If you're curious how the AI assistants hold up: Gemini behaves quite nicely in desktop mode. Claude works well but could use a small amount of UI polish in places. ChatGPT has a specific issue where the Enter key doesn't send a message - you have to reach for the mouse - which in a desktop context is the kind of friction that adds up fast.
Most apps simply don't have a proper desktop or tablet layout. They open big, they don't remember their window size, and they look like mobile apps on a large canvas. The little back button in the bottom corner helps with apps not designed for non-touch experience. I believe it would genuinely work better if more apps implemented tablet UIs.
The Developer Question
As you may know I'm a software engineer, and I run DragonWeb, so the question I kept coming back to is whether this could support actual development work.
The honest answer: not yet, but you can see how it might in the future.

Browser-based tools work reasonably well. If remote VSCode or any browser-based IDE was part of the workflow, you could get somewhere useful. PHPStorm via remote connection is probably wishful thinking for now. The ceiling right now is a combination of the app ecosystem not being built for this context, and Chrome's lack of extension support on Android - which for a developer is a fairly significant gap. At least I can use something like Termux to SSH.
The fundamentals are there. The peripheral support works. The multitasking is functional. But the tooling I'd actually want isn't quite ready for it yet.
So, Is It Worth It?
This isn't a laptop replacement. It's not trying to be, exactly, but it's worth saying plainly. A laptop goes with you. This needs you to have your setup already there.
What it is, or what it could be, is a genuine "dock and work" setup for lighter tasks. Writing, browsing, communications, some light development with the right browser-based tools. If you already have a desk setup at home or at a second location, and you'd rather carry a phone than a second device, there's a real argument here. It's just not fully made yet.
The foundation is solid.

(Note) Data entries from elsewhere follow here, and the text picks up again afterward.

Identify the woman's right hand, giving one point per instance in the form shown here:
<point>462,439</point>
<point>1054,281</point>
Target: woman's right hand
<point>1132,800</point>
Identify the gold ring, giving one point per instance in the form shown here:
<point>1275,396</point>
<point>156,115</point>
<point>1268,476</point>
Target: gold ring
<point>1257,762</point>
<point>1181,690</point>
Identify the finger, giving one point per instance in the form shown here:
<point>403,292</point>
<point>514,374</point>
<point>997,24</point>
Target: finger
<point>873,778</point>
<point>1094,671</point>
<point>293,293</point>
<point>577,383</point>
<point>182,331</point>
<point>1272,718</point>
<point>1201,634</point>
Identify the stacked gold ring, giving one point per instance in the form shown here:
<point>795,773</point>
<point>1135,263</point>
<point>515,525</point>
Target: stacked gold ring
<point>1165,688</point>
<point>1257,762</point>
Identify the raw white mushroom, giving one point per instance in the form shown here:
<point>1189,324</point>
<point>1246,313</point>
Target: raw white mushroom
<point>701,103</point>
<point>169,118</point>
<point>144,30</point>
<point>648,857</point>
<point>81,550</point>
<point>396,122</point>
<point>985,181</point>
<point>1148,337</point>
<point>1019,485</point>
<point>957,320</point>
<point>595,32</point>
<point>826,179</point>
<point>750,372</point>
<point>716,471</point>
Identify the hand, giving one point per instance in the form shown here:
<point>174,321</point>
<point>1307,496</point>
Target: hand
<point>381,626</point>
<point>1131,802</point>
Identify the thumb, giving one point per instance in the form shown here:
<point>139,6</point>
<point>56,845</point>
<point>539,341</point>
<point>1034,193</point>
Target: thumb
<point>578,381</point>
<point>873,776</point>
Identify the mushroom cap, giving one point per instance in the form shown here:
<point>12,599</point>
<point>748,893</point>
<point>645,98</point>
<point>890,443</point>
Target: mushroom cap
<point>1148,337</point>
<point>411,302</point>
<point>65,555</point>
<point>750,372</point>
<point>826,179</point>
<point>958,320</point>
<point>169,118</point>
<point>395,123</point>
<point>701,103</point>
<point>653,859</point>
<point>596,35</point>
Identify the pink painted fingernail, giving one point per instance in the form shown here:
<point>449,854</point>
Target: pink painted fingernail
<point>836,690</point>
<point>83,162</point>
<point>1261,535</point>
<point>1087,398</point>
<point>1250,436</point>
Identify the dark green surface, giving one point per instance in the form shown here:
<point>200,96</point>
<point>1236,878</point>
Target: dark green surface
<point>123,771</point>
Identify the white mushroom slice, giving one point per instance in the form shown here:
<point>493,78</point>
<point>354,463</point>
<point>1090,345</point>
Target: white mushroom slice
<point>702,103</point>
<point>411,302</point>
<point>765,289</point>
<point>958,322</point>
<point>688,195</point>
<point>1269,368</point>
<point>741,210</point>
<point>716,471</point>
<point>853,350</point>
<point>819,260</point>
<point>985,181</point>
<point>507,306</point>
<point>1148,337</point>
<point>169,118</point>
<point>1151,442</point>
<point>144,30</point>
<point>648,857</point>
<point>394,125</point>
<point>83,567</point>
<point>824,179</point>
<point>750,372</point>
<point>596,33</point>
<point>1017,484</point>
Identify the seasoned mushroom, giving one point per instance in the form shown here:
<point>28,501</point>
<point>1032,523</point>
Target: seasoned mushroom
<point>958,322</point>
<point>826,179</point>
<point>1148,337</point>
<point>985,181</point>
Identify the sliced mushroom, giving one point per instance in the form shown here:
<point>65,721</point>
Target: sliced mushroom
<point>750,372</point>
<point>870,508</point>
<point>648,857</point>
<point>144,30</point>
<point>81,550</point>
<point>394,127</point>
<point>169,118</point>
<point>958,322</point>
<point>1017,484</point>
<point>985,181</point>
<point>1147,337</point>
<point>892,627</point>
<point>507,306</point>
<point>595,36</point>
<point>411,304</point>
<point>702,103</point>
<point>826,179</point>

The co-development with Samsung, who have been building DeX for nearly a decade, means this isn't starting from scratch, and it shows. Android 16's desktop mode is meaningfully better than the developer-option-buried experiments that preceded it. But the app ecosystem needs to catch up, the system UI needs some desktop-specific love, and a handful of papercut issues need addressing before this is something you'd recommend without caveats.
Give it time. And maybe tell Google that Gemini for Enterprise on the desktop is a pitch that writes itself.
After all, there's a broader case worth making. This is one device, so no separate computer to buy, no either/or choice between a phone and a desktop, especially when the budget doesn't stretch to both. Your data is already there, your apps are already there, nothing needs syncing. I mean - this entire post was written in the Desktop Mode. And for work use specifically, the profile separation Android already has could do a lot of heavy lifting - keep work and personal life cleanly apart on the same device you're docking at a desk.
Seriously though, the amount of times the phone locked while I was writing this is ridiculous!